Турхан плакала. Молча утирала слёзы, а сама думала о том, что сказал сын. Неужели ей, первой, кто родил Ибрагиму шехзаде, ей, которая стала валиде-султан, пройдя через неимоверное количество испытаний, терпеть этих ненавистниц? Её Мехмед, её единственная опора, отказывает матери в такой малости... Ему стоит лишь слово сказать, и все те, кто нанёс вред самым близким для него людям, будут либо казнены, либо отправлены в ссылку.

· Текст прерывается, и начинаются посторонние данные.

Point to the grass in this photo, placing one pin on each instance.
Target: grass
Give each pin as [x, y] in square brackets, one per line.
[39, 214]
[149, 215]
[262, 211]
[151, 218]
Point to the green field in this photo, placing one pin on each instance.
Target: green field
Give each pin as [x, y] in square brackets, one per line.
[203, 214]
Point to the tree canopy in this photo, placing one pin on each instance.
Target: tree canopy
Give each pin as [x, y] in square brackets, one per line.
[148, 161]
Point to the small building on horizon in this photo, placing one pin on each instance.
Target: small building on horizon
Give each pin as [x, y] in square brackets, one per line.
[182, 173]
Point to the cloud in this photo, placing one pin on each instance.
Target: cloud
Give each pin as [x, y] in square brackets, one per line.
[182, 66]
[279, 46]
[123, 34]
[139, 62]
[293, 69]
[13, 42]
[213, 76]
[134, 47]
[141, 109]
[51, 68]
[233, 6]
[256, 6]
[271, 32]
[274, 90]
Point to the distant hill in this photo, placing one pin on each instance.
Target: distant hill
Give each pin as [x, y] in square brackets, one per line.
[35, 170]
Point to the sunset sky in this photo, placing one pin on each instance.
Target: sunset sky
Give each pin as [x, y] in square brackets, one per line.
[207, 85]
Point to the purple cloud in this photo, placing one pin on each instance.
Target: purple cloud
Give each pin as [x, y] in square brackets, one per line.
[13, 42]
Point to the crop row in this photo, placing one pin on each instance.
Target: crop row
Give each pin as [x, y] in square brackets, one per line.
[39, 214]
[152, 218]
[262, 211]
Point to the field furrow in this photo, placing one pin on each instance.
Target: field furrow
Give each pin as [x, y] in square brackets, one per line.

Почему бы есу так не сделать? Да потому, что он слишком порядочен, слишком любит своих братьев и сестёр, даже к их матерям с уважением относится... Турхан не могла поверить в это, и её брала злоба, досада от бессилия и отчаяния. Женщина прямо всей кожей ощущала холод, который возник между ней и Мехмедом. Ещё чуть-чуть, и разверзнется пропасть между ними. Она глубоко вздохнула, смахнула последнюю непокорную слезинку, которая выступила на ресницах, а затем, сильно сжав руки сына, стала говорить:
- Сын мой, единственное сокровище, которое есть в этом мире, как ты не понимаешь? Мне ничего в этой жизни не нужно, ни дворец, ни богатство, ни-че-го, слышишь? Только об одном я денно и нощно молюсь - чтобы ты не потерял той силы и того могущества, которого достиг! А наши с тобой враги глаз не смыкают, хотят лишить тебя власти, а меня - сына. Не дай им торжествовать, ты ведь теперь падишах этого великого государства! - куда девались слёзы, как быстро исчезла боль в глазах Турхан! Очи украинки были жестоки и сухи, а речь могла прожечь насквозь любое, даже самое неподатливое заскорузлое сердце. - Если ты султан, если хочешь быть властелином в своей стране и в своём же дворце, избавься от этих проклятых! Каждый из них тебе яму роет, сынок... Только этого я хочу, только твоей безопасности и счастья. Нам тесен этот дворец. Решай, Мехмед. Или ты вышлешь их из Топкапы, или готовься проститься со своей жизнью.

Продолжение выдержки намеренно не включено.